We have to index and search ~15-17B small documents a day. Cluster consist of 24 data nodes (12 servers with 2 ES instances each = 24 data nodes). Each shard is around 30GB on disk (48 shards) and around 55GB (24 shards). Smaller shard number worse in terms or rebalance time and awful for recovery time.
As we have a problem with bulk queue (link) there was assumption is that index writer is single threaded for a shard and shard number should be closer to number of concurent bulk indexing threads. Another assumption was what we hit into some lucene limit in document count per shard so indexing latency increases.
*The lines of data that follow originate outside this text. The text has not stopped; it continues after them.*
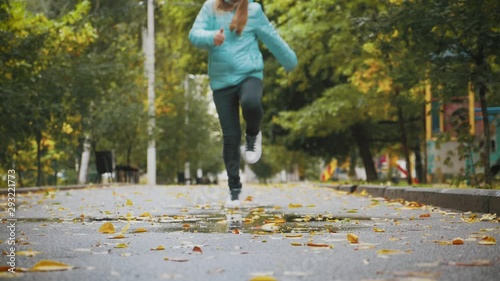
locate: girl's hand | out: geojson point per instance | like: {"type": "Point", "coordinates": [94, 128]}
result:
{"type": "Point", "coordinates": [219, 37]}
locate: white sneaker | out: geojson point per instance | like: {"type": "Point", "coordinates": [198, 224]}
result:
{"type": "Point", "coordinates": [253, 148]}
{"type": "Point", "coordinates": [232, 204]}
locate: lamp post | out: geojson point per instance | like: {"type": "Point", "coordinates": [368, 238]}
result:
{"type": "Point", "coordinates": [149, 50]}
{"type": "Point", "coordinates": [197, 79]}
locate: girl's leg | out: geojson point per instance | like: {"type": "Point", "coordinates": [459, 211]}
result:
{"type": "Point", "coordinates": [227, 105]}
{"type": "Point", "coordinates": [250, 94]}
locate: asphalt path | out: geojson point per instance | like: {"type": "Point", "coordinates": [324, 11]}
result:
{"type": "Point", "coordinates": [282, 232]}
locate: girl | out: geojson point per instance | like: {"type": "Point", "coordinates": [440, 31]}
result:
{"type": "Point", "coordinates": [229, 30]}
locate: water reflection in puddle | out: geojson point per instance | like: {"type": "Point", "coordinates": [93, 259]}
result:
{"type": "Point", "coordinates": [257, 221]}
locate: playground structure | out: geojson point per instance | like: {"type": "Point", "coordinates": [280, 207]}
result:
{"type": "Point", "coordinates": [453, 159]}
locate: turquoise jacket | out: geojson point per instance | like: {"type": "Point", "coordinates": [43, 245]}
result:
{"type": "Point", "coordinates": [239, 56]}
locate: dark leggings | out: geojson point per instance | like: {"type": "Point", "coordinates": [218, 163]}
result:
{"type": "Point", "coordinates": [248, 94]}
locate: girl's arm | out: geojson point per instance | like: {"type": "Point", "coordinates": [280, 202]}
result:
{"type": "Point", "coordinates": [201, 35]}
{"type": "Point", "coordinates": [278, 47]}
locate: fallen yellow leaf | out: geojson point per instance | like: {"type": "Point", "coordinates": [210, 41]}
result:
{"type": "Point", "coordinates": [159, 248]}
{"type": "Point", "coordinates": [119, 236]}
{"type": "Point", "coordinates": [50, 265]}
{"type": "Point", "coordinates": [176, 259]}
{"type": "Point", "coordinates": [29, 253]}
{"type": "Point", "coordinates": [140, 230]}
{"type": "Point", "coordinates": [352, 238]}
{"type": "Point", "coordinates": [310, 244]}
{"type": "Point", "coordinates": [388, 252]}
{"type": "Point", "coordinates": [263, 278]}
{"type": "Point", "coordinates": [442, 242]}
{"type": "Point", "coordinates": [488, 240]}
{"type": "Point", "coordinates": [107, 228]}
{"type": "Point", "coordinates": [472, 263]}
{"type": "Point", "coordinates": [146, 214]}
{"type": "Point", "coordinates": [126, 227]}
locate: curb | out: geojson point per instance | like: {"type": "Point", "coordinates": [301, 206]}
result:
{"type": "Point", "coordinates": [466, 200]}
{"type": "Point", "coordinates": [5, 191]}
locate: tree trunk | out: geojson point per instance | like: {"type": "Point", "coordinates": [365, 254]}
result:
{"type": "Point", "coordinates": [404, 142]}
{"type": "Point", "coordinates": [39, 158]}
{"type": "Point", "coordinates": [358, 133]}
{"type": "Point", "coordinates": [487, 135]}
{"type": "Point", "coordinates": [419, 167]}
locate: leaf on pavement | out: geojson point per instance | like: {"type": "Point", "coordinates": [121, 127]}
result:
{"type": "Point", "coordinates": [107, 228]}
{"type": "Point", "coordinates": [119, 236]}
{"type": "Point", "coordinates": [126, 227]}
{"type": "Point", "coordinates": [310, 244]}
{"type": "Point", "coordinates": [352, 238]}
{"type": "Point", "coordinates": [388, 252]}
{"type": "Point", "coordinates": [159, 248]}
{"type": "Point", "coordinates": [263, 278]}
{"type": "Point", "coordinates": [488, 240]}
{"type": "Point", "coordinates": [50, 265]}
{"type": "Point", "coordinates": [270, 227]}
{"type": "Point", "coordinates": [472, 263]}
{"type": "Point", "coordinates": [419, 275]}
{"type": "Point", "coordinates": [29, 253]}
{"type": "Point", "coordinates": [442, 242]}
{"type": "Point", "coordinates": [146, 215]}
{"type": "Point", "coordinates": [140, 230]}
{"type": "Point", "coordinates": [176, 259]}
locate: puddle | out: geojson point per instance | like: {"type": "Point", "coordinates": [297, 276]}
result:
{"type": "Point", "coordinates": [259, 220]}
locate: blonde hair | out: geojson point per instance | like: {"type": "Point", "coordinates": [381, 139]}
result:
{"type": "Point", "coordinates": [240, 16]}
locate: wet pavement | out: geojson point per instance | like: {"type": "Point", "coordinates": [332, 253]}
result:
{"type": "Point", "coordinates": [285, 232]}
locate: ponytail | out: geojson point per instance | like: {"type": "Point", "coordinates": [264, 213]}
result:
{"type": "Point", "coordinates": [240, 16]}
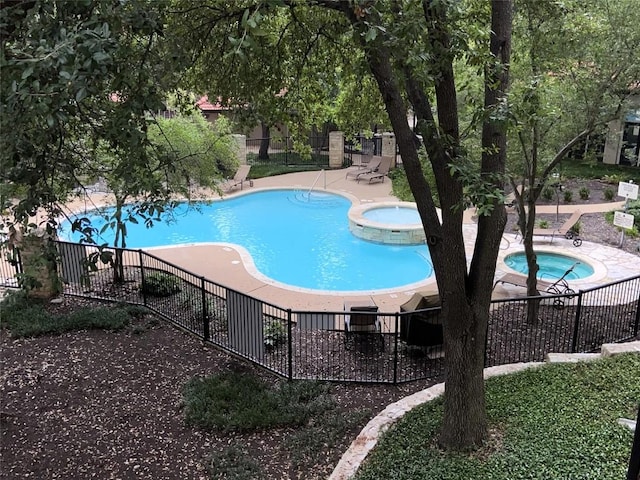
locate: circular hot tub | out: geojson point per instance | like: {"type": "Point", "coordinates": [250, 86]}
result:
{"type": "Point", "coordinates": [394, 223]}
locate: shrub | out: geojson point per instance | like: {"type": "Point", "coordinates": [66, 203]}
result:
{"type": "Point", "coordinates": [243, 402]}
{"type": "Point", "coordinates": [568, 196]}
{"type": "Point", "coordinates": [609, 193]}
{"type": "Point", "coordinates": [158, 284]}
{"type": "Point", "coordinates": [612, 178]}
{"type": "Point", "coordinates": [584, 193]}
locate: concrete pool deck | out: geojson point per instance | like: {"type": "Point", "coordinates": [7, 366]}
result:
{"type": "Point", "coordinates": [232, 267]}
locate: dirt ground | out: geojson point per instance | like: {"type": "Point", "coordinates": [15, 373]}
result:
{"type": "Point", "coordinates": [105, 405]}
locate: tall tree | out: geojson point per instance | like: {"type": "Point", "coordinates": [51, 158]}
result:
{"type": "Point", "coordinates": [573, 73]}
{"type": "Point", "coordinates": [409, 49]}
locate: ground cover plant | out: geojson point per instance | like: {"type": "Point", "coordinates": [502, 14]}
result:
{"type": "Point", "coordinates": [556, 421]}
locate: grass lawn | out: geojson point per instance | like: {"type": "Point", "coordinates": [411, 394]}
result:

As for refresh interval and other index settings:
"settings": {
"index": {
"codec": "best_compression",
"refresh_interval": "30s",
"bloom": { "load": "false" },
"number_of_shards": "48",
"number_of_replicas": "1",
"store": {
"throttle": { "type": "none" }
},
"merge": {
"policy": {
"reclaim_deletes_weight": "0.0"
}
},
"mapper": {
"dynamic": "false"
},
"ttl": {
"disable_purge": "true"
}
}
}
We use 2.1.2 (this guide a little outdated) and try different approaches and settings but always open to all advices.
As for 20K we are still try to fugure out best setting, it was set at 1.7.x and worked well. Now we will try no change it and see if there be any change.